March 9, 2005

Smart dummy should improve safety

Dearborn, Michigan – Working with colleagues from North America, Europe and Asia, Ford researchers have developed WorldSID (World Side Impact Dummy), the world’s most advanced crash test dummy. The dummy has been under development since 1997 and represents a new standard in safety technology.

Until now, crash dummies were developed on an individual basis and used to develop standard in each jurisdiction. As a result, crash test results differed around the globe, resulting in automakers undertaking multiple vehicle development programs, depending upon the market. WorldSID could conceivably save automakers billions of dollars due to standardized crash test results in all countries.
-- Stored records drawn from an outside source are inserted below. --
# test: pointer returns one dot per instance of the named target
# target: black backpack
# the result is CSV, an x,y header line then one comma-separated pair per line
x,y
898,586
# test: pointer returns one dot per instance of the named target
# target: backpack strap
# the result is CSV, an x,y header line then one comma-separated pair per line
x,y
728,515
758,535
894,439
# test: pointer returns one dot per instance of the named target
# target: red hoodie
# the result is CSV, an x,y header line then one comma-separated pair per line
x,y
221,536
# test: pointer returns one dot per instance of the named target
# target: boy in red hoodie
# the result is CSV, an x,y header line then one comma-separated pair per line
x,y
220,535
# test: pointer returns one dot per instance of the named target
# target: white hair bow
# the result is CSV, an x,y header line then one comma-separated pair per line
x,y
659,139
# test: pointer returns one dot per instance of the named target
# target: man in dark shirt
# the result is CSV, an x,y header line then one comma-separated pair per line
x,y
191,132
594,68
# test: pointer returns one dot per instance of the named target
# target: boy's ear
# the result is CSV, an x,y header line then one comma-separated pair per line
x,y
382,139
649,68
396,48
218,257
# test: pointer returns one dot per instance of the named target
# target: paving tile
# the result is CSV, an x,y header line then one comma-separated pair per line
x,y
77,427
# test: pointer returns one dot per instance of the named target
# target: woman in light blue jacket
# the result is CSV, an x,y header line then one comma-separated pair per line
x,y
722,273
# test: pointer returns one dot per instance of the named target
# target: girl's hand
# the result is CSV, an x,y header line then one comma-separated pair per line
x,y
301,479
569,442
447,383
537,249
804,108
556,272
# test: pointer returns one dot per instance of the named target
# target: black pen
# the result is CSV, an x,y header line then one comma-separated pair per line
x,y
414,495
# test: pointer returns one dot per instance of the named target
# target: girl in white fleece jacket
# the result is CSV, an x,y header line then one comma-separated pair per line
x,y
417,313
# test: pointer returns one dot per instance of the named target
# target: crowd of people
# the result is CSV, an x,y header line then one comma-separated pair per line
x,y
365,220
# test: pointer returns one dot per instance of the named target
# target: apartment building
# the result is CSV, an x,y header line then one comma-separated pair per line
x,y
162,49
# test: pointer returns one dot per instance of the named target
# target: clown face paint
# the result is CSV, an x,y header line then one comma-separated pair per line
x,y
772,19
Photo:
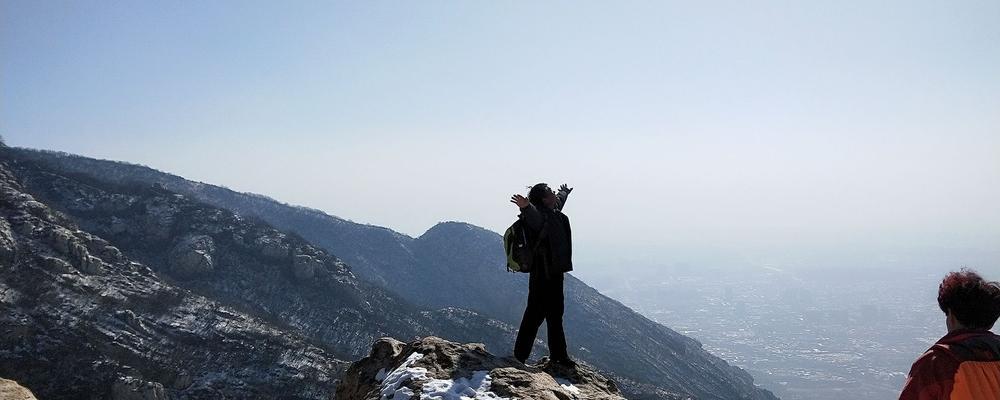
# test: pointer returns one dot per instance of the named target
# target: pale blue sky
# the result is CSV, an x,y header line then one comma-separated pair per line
x,y
685,126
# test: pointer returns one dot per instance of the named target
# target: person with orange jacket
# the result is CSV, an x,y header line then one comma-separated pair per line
x,y
965,363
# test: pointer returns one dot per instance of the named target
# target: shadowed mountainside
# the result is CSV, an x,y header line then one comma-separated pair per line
x,y
648,359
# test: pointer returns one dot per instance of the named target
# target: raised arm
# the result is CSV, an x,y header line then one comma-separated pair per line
x,y
563,195
529,214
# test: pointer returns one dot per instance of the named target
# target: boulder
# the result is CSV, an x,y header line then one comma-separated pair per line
x,y
8,249
272,246
54,264
192,256
10,390
436,368
132,388
304,266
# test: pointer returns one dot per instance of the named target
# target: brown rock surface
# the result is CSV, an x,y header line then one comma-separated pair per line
x,y
434,366
10,390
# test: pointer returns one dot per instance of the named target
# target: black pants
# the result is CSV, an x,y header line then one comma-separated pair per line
x,y
545,302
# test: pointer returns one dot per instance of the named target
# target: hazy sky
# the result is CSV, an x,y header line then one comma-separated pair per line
x,y
685,126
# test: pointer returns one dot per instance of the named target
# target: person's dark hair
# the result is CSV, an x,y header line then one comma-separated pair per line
x,y
974,301
537,193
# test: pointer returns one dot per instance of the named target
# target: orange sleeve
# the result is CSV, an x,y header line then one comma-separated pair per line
x,y
931,377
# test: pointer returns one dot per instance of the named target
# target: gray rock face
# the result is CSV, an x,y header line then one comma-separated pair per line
x,y
78,320
8,249
130,388
305,266
192,256
436,368
649,360
10,390
272,245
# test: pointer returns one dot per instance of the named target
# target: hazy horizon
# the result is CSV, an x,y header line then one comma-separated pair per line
x,y
775,133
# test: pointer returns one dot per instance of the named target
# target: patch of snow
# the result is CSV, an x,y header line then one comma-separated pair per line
x,y
568,386
476,388
405,372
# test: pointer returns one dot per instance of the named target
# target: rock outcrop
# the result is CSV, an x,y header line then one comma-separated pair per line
x,y
10,390
192,256
436,368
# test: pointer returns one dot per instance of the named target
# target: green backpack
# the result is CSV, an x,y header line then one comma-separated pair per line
x,y
515,244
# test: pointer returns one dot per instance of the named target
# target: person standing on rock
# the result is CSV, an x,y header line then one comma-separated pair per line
x,y
541,213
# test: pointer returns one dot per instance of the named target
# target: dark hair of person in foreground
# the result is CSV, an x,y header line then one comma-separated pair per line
x,y
965,363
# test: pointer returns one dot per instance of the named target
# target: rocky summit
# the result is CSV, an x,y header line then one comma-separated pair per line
x,y
647,359
434,368
118,281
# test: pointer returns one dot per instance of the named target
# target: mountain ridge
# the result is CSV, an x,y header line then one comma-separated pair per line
x,y
653,360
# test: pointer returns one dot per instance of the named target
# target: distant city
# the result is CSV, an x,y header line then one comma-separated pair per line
x,y
802,335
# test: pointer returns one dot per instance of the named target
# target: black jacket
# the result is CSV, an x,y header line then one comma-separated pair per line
x,y
555,251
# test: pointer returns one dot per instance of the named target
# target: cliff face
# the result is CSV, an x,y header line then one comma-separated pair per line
x,y
474,299
10,390
119,291
435,368
81,319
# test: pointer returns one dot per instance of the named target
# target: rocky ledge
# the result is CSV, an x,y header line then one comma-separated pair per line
x,y
434,368
10,390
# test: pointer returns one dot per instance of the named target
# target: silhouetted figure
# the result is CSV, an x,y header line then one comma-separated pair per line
x,y
542,215
965,363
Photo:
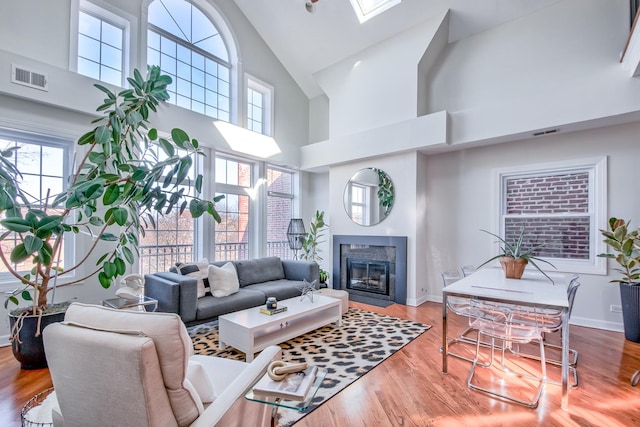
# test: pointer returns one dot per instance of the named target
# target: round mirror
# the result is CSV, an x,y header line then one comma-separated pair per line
x,y
368,196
WorldSID contains 212 sensors and memory boards that record data more than 10,000 times a second.

“The dummy is the first to be able to collect 224 channels of data internally,” said Rita Scherer, tri-chairperson of the WorldSID Task Group. “There is no large bundle of cables that is required to connect to an external system. This also makes it easier to position the dummy similar to a human in the test, since there is not a big bundle of cables protruding from its back. The collection of data internally also assists in being able to collect more channels of dummy data because we are not limited to the capacity of the vehicle to carry large equipment. Most facilities have a maximum capacity of data channels they can collect, but since the dummy can collect its own data, it is not limited by the facility.”
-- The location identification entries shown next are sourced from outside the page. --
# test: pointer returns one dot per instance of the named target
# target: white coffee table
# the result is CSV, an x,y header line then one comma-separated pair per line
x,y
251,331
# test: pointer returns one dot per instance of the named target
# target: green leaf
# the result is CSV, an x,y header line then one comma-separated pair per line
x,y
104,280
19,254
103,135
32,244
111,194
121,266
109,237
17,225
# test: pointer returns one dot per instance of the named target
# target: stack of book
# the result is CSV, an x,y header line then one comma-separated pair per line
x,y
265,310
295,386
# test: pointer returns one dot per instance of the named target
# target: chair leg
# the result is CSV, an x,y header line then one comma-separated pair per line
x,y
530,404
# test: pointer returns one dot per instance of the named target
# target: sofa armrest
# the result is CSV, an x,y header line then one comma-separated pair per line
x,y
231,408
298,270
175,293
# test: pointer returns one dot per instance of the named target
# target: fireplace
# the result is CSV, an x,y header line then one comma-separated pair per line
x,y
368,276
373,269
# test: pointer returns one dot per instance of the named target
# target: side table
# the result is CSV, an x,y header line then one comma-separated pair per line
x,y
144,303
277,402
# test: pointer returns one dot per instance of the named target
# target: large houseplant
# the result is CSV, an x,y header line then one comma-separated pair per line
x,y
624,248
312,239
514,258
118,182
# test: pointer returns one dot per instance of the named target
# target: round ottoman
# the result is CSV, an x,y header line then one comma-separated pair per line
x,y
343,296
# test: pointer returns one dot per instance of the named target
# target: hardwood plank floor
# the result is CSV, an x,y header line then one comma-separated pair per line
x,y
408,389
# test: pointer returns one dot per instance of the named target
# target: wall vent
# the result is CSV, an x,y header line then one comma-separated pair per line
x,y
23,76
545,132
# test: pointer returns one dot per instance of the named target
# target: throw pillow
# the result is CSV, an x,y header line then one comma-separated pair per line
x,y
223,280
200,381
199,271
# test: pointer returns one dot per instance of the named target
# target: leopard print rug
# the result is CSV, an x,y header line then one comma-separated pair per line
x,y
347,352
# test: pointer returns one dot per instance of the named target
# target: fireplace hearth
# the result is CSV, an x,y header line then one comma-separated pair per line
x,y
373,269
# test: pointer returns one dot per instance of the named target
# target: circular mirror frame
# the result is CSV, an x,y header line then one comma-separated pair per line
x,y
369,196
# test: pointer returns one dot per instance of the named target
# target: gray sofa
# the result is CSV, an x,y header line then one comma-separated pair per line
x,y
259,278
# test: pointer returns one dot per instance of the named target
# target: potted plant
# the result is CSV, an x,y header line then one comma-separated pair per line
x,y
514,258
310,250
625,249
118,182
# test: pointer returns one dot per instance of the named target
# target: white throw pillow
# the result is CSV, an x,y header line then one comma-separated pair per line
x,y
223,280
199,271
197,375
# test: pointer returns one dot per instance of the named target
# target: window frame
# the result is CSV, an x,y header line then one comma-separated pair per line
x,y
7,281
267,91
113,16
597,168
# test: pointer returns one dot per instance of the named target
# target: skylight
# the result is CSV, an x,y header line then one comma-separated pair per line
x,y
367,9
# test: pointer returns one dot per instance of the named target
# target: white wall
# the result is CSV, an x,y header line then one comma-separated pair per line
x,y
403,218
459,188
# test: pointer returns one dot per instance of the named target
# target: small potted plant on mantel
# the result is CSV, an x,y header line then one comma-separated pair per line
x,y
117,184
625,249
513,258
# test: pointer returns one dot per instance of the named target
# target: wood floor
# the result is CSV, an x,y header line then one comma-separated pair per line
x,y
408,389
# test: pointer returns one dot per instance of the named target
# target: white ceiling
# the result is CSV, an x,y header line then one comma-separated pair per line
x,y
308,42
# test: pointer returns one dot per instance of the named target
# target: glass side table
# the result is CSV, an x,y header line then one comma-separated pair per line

“The biofidelity of the WorldSID is the best of any side impact dummy by far,” said Dr. Stephen Rouhana, senior technical leader, Passive Safety Research and Advanced Engineering for Ford. “Biofidelity is a measure of how well the dummy simulates a human being. A dummy must respond like a human to ensure that the information we get from it is truly representative of what would happen to a human being in a similar crash. For example, if the chest of the dummy crushes like a marshmallow in a crash, the dummy would almost always indicate that injury would occur in a crash test. In contrast, if the chest of the dummy crushes like a brick, the dummy would almost always indicate that no injury would occur in a crash test.”
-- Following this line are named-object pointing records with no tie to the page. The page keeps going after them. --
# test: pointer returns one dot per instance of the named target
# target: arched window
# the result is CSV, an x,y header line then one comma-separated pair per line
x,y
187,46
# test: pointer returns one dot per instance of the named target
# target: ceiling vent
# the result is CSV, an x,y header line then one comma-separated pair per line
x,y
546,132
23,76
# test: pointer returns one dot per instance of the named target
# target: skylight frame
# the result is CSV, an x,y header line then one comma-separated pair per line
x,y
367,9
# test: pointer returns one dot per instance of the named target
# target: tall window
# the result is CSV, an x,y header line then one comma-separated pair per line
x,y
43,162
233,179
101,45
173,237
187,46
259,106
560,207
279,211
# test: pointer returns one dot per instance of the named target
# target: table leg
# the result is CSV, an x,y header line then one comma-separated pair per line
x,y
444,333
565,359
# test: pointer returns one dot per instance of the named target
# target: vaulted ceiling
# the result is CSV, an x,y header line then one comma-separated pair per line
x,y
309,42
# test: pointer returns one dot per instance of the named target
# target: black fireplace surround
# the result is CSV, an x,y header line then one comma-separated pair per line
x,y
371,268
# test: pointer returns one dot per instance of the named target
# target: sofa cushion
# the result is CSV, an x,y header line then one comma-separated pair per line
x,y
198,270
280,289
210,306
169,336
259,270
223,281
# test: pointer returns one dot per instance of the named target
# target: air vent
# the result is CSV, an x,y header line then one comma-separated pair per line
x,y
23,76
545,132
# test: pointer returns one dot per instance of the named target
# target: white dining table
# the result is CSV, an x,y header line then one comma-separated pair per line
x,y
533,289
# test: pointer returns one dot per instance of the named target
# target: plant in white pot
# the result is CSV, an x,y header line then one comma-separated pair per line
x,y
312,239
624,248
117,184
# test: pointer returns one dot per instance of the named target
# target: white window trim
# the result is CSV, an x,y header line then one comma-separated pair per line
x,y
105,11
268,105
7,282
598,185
WorldSID’s biofidelity scores an 8.3 on the ISO Biofidelity Rating Scale of 1-10, with 10 being the best. The next closest mid-male dummy, used for European regulation, is rated at 4.4. The U.S.-regulated dummy rates 2.3. WorldSID’s superior design is due in part to the use of new technologies and materials, some of which were not available for use in older dummy designs. WorldSID’s ribs, for example, achieve human-like deflection performance via a super-elastic nickel-titanium alloy.

Testing has included nearly 1,000 whole-dummy biofidelity, vehicle and component tests, in 16 different labs and agencies in at least 10 different countries, including Canada, Japan, Australia and the United States. WorldSID made its official debut last June at a meeting of the Working Party on Passive Safety at the United Nations in Geneva, and was selected as one of Popular Science Magazine’s “2004 Best of What’s New” in the December 2004 issue.